Prime Minister Hun Sen recalled how he had sacrificed himself to ensure Cambodia’s survival and gone on to maintain the hard-won peace that the Kingdom enjoys today, vowing once again that he would stop at nothing to defend national stability.
Hun Sen renewed his pledge at the March 13 official premiere of the historical biopic television series The Son under the Full Moon.
He said the series captured the grief he had felt when Cambodia was consumed by the flames of the civil war for three decades. The show is symbolic of the suffering of the entire Cambodian people, who had suffered just as he had during the war and Khmer Rouge reign of terror.
“These painful stories are a reminder that I must be stubborn and stop all those who attempt to undermine the peace. Each of my tears should serve notice that those who do so should expect no second chances.
“It must be understood that I am not obsessed with power. It is just that I know the pain of war, and will not let those who seek its return to triumph.
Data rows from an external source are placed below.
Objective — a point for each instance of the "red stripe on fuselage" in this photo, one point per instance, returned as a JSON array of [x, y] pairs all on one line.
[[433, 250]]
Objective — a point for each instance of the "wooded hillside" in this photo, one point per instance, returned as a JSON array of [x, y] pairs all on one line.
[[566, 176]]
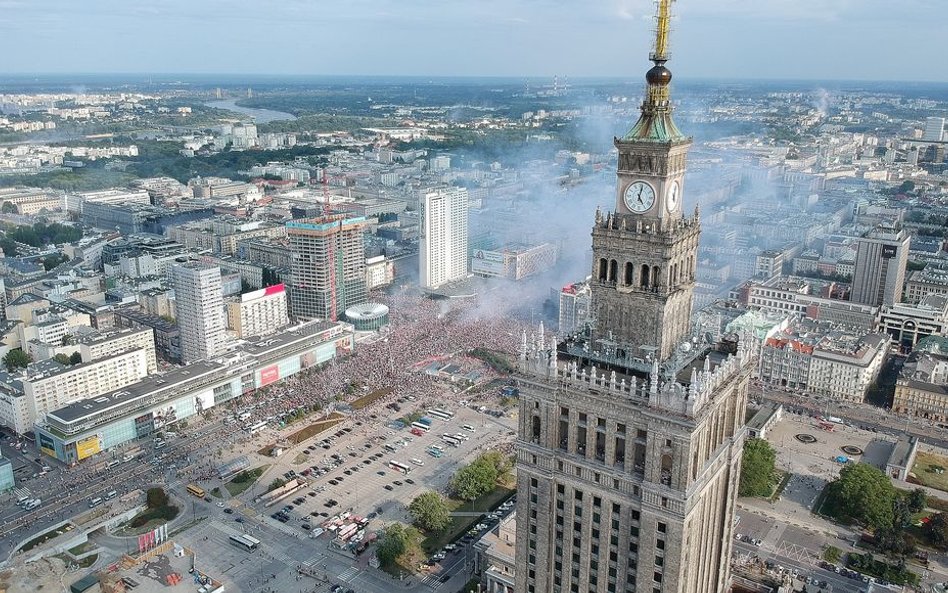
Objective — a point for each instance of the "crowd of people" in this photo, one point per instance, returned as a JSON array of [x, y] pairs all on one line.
[[421, 332]]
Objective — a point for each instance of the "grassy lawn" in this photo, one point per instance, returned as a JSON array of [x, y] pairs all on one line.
[[315, 428], [460, 525], [370, 398], [42, 539], [924, 474], [88, 561], [81, 548], [244, 480], [780, 483]]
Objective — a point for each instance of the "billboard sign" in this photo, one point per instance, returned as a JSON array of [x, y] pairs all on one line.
[[88, 447], [269, 375], [483, 254]]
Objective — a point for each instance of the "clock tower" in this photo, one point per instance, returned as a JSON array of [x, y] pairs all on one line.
[[645, 252]]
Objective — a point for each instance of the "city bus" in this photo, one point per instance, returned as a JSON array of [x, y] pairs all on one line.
[[399, 467], [439, 413], [245, 541], [254, 429]]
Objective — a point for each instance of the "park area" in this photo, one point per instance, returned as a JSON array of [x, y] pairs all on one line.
[[931, 470]]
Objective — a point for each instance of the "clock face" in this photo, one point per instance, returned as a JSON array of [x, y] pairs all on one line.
[[673, 199], [639, 196]]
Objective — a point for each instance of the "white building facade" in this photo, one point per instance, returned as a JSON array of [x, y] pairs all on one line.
[[444, 236]]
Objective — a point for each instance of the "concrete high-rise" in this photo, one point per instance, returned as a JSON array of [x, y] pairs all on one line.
[[443, 251], [200, 307], [328, 266], [631, 430], [934, 129], [881, 258]]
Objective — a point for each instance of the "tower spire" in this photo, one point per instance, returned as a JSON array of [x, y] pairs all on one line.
[[656, 124]]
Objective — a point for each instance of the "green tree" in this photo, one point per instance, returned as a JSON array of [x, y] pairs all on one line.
[[474, 480], [937, 530], [757, 468], [865, 494], [429, 511], [917, 500], [16, 359], [157, 498], [397, 541]]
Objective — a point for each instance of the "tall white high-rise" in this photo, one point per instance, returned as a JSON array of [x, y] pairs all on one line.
[[934, 129], [200, 308], [443, 256]]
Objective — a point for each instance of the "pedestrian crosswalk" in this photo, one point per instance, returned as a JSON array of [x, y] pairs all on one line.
[[348, 574], [431, 581]]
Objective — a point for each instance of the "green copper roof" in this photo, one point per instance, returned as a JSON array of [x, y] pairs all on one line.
[[654, 126]]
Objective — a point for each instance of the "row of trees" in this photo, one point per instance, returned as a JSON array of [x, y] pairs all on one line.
[[481, 475], [758, 468]]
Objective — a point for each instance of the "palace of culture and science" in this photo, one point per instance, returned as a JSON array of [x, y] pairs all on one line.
[[631, 431]]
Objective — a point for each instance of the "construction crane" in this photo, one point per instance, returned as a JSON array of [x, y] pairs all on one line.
[[331, 249]]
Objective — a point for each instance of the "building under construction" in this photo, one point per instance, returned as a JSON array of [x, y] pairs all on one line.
[[328, 265], [514, 262]]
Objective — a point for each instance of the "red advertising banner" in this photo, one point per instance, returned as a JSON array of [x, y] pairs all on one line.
[[269, 375]]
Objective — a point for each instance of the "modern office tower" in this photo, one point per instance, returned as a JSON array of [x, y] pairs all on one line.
[[443, 252], [328, 266], [881, 258], [200, 307], [631, 432], [934, 129]]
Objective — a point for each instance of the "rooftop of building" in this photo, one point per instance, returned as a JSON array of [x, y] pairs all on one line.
[[144, 388]]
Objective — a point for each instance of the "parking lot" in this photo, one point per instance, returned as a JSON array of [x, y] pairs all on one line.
[[350, 479]]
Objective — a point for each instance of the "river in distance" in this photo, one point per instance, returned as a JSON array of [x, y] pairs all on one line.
[[260, 116]]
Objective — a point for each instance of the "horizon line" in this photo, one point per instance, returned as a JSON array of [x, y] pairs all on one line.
[[510, 77]]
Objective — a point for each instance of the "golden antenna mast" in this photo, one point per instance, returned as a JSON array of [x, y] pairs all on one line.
[[661, 31]]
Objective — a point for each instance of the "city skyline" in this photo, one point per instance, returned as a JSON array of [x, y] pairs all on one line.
[[731, 39]]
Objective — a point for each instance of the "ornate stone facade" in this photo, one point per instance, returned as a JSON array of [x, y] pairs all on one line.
[[631, 431]]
They must understand this – no matter at what cost, we must protect the peace,” he warned.
The prime minister said he had risked his life and made many sacrifices to ensure Cambodia’s liberation from the genocidal Khmer Rouge regime and would do anything to protect the hard-earned peace.
Sok Eysan, spokesman for the ruling Cambodian People’s Party (CPP), said peace has led the Kingdom to development, stability and national unity, and that nothing can be allowed to threaten the value of these achievements.
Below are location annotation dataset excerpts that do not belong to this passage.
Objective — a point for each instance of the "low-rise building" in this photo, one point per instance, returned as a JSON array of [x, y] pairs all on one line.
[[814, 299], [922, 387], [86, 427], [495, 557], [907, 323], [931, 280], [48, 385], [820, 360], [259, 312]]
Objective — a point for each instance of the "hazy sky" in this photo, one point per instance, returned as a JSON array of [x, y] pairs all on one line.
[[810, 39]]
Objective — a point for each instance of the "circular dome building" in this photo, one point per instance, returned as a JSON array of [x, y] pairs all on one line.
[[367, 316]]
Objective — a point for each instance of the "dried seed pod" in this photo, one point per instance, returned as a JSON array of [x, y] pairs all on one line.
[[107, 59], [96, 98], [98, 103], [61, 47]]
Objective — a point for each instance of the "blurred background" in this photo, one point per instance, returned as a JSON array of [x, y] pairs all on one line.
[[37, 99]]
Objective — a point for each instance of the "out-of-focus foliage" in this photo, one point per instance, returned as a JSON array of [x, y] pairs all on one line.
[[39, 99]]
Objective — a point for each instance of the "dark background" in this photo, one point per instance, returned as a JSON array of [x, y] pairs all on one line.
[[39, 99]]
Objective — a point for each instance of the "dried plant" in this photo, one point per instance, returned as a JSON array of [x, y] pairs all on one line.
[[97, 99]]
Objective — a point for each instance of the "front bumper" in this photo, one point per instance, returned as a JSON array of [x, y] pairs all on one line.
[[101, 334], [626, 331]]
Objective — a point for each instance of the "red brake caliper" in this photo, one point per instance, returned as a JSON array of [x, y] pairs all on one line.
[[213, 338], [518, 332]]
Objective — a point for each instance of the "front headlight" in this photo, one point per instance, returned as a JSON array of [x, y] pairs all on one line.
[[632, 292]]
“The people of Cambodia experienced the devastation of the civil war from 1970 to 1975, and then three years of the genocidal Khmer Rouge regime. More armed conflicts followed, meaning the people suffered for more than 30 years. They were forced to endure the most disastrous of circumstances, and have no desire to return to them,” he said.
Eysan added that it was because of the ravages of decades of civil war that both the people and the country’s leaders must absolutely protect the hard-fought peace as it is fundamental to stability, national unity and development.
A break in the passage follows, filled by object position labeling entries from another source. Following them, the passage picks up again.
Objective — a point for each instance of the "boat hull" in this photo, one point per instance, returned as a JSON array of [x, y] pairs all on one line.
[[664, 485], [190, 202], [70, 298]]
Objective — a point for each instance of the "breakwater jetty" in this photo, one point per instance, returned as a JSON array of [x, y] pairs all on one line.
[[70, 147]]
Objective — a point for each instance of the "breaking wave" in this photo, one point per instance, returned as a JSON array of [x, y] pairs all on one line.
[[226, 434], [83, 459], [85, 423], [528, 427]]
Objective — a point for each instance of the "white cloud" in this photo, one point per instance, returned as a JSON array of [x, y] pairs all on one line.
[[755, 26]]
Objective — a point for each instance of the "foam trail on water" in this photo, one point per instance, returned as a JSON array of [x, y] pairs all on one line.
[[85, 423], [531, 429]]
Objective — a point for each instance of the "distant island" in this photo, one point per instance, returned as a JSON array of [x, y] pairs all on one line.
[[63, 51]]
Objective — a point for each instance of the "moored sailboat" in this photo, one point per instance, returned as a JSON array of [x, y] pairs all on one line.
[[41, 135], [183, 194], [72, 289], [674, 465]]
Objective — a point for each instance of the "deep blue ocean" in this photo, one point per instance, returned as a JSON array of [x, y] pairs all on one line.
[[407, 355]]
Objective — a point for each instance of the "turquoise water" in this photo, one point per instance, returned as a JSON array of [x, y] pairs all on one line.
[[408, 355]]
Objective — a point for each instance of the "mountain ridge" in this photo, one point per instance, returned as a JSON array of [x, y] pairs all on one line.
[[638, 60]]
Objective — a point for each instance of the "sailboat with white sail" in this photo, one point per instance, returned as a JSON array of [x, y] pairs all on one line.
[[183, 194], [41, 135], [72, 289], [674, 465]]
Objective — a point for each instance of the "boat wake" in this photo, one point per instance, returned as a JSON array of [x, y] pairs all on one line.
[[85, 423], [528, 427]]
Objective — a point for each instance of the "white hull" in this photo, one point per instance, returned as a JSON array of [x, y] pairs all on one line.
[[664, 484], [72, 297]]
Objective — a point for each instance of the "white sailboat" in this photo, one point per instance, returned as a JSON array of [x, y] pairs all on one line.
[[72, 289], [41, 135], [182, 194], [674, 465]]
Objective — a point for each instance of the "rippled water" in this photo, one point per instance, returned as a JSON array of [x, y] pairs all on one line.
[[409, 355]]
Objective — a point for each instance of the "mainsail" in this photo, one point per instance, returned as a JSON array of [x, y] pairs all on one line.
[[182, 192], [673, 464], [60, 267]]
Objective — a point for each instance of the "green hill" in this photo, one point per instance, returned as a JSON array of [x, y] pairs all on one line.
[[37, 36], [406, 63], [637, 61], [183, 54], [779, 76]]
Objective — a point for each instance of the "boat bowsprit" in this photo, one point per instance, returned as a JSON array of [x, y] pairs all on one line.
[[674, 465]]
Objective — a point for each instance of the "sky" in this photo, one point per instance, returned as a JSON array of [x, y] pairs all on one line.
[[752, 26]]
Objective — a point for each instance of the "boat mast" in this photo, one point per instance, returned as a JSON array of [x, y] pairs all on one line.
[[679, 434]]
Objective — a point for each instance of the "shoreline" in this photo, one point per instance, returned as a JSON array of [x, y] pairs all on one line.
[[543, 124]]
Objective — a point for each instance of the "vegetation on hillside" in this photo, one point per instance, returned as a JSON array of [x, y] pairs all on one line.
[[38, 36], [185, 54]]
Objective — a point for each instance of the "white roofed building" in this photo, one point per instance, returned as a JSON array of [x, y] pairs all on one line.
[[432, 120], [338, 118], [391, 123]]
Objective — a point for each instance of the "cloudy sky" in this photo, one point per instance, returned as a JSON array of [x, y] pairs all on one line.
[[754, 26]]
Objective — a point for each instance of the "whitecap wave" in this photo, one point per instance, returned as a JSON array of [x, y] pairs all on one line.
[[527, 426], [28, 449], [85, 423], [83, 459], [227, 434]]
“[Hun Sen] once fought for national liberation, and now he has declared he will fight for peace,” he added.
Yang Peou, secretary-general of the Royal Academy of Cambodia, echoed the sentiment. “After decades of insecurity, the Kingdom now protects human rights and has embraced the democratic process.”
He said the warning was timely, ahead of the upcoming July national election.
“Cambodia is approaching a general election. The political atmosphere is heated, as non-governmental political activists – and opposition politicians abroad – are attempting to conflate the situation, using misconceptions to disrupt the democratic process,” he added.
He said the prime minister was likely sending a message to political activists and overseas opposition politicians.
“He has drawn a red line under their actions. Fanning the flames of social insecurity for political advantage will not be tolerated,” he added.